Letterbox Service: Waiting for what will certainly happen, 10 January 2021

Worship

We’re no longer in the ‘Christmas’ season, but this carol is a great song of worship. Let’s sing it with joy, as we lift our ‘hopes and fears’ to our awesome God.

O little town of Bethlehem, how still we see thee lie!
Above thy deep and dreamless sleep, the silent stars go by;
Yet in thy dark streets shineth the everlasting Light.
The hopes and fears of all the years are met in thee tonight.

O morning stars, together proclaim the holy birth,
And praises sing to God the King, and peace to all on earth!
For Christ is born of Mary and, gathered all above
While mortals sleep, the angels keep their watch of wond’ring love.

How silently, how silently the wondrous gift is giv’n!
So God imparts to human hearts the blessings of his heav’n.
No ear may hear his coming, but in this world of sin,
Where meek souls will receive him, still the dear Christ enters in.

Sermon on the Mat: Waiting for what will certainly happen

This poem was found in a concentration camp in Cologne, after the end of world war two:

I believe in the sun even when it is not shining
And I believe in love, even when there’s no one there.
And I believe in God, even when he is silent.

It reminds me of the verse in Hebrews 11: ‘Now faith is confidence in what we hope for and assurance about what we do not see.’

There are times when we are very aware of God’s love and presence around us. Other times he feels far away. That’s when we rely on our faith. The faith that tells us that God is real and he sees and knows us and is working for us, even if we don’t see or feel that ourselves. It doesn’t take faith to walk on solid rock, but it takes faith to trust God when we can only see the effects of his work, and not God himself. Hebrews calls this ‘confidence in what … we do not see’.

The songwriter Matt Redman put it like this:

Blessed be Your name
When the sun’s shining down on me
When the world’s ‘all as it should be’
Blessed be Your name.

Blessed be Your name
On the road marked with suffering
Though there’s pain in the offering
Blessed be Your name.

The song asserts the truth that God is unchanging. He is still worthy of our praise, even when our situation is not as we would like. God is still merciful, even in times of pain. Whatever the world throws at us, Jesus is still Immanuel, ‘God with us’. He took the appearance of a man, ‘moved into the neighbourhood’ as the Message version of John 1:14 puts it. Even in our deepest struggles, God is there, supporting and strengthening us.

That doesn’t mean we don’t cry out for things to change. Knowing that God is with us doesn’t mean we surrender to our circumstances and don’t pray for an end to pain and suffering and injustice. It just means we don’t need to despair. Because God hears and knows and will act.

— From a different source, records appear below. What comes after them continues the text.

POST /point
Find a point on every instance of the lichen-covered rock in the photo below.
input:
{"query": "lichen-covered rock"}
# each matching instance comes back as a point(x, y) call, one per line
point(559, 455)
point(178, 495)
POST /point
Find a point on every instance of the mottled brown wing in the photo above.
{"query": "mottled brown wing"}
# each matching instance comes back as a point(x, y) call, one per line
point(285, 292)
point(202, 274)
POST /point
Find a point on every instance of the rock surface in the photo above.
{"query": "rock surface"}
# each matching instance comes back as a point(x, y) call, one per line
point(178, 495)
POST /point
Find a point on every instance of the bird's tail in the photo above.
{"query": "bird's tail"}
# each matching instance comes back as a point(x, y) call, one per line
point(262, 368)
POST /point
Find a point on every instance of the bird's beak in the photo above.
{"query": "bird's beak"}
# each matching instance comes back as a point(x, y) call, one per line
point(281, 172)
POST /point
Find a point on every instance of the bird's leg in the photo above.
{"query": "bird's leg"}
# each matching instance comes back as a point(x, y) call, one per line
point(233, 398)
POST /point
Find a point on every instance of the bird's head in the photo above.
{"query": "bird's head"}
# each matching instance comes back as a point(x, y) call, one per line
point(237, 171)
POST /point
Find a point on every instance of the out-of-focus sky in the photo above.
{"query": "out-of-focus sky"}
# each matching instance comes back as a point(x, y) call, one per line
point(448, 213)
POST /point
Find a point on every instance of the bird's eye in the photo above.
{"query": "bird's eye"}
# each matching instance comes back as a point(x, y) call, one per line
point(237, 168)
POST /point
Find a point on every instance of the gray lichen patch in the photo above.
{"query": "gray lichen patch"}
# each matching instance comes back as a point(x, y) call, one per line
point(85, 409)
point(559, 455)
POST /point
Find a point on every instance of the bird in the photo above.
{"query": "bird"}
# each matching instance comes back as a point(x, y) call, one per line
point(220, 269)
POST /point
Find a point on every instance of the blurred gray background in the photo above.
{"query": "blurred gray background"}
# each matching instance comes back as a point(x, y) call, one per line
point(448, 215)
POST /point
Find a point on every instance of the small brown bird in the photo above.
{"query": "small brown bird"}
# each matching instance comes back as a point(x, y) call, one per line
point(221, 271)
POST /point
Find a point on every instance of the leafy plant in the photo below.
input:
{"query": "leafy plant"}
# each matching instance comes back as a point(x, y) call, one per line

I love the imagery of Psalm 130, verse 5-6.

I wait for the Lord,
my whole being waits, and in his word I put my hope.
I wait for the Lord more than watchmen wait for the morning,
more than watchmen wait for the morning.

The image of watchmen waiting is powerful. The watchmen have been on duty all night. They are tired; their feet hurt, their arms are heavy and their eyes itch. They are desperate for morning. This is not an idle waiting, like clock-watching until your favourite TV programme starts. This is a bone-aching desperate need for the sun to rise.

But it’s also a pertinent image because the watchmen are waiting for something that will definitely happen. Morning will come. It may seem a long time in coming. Those last hours of darkness may drag in their bleak, black coldness. But they will not last forever. And we know that to be true.

Whatever we are waiting for God to do, we wait knowing, trusting, that he will act. Confident in our ever-loving, ever-powerful God.

One of my favourite recent songs is Do it again, by Elevation Worship. It starts:

Walking around these walls
I thought by now they’d fall
But You have never failed me yet.

We know God is there for us. We know we are not alone, however much time we may be spending on our own at the minute. We know God has all this in his hands, however confusing and scary and uncertain things seem to us. We long for it to end, as watchmen long for morning. And like the night does end, we know that this too will pass. In God’s time, in his way. That is our certain hope.

Prayer (from Do it again)

I know the night won’t last
Your Word will come to pass
My heart will sing Your praise again
Jesus, You’re still enough
Keep me within Your love
My heart will sing Your praise again.
Your promise still stands
Great is Your faithfulness,
I’m still in Your hands
This is my confidence: You’ve never failed me yet.

Please pray for –

  • The mental health of children and young people home learning again, of parents juggling work and childcare, of health workers exhausted and dispirited, of the lonely and isolated.
  • For John and family and others who have or are recovering from Covid.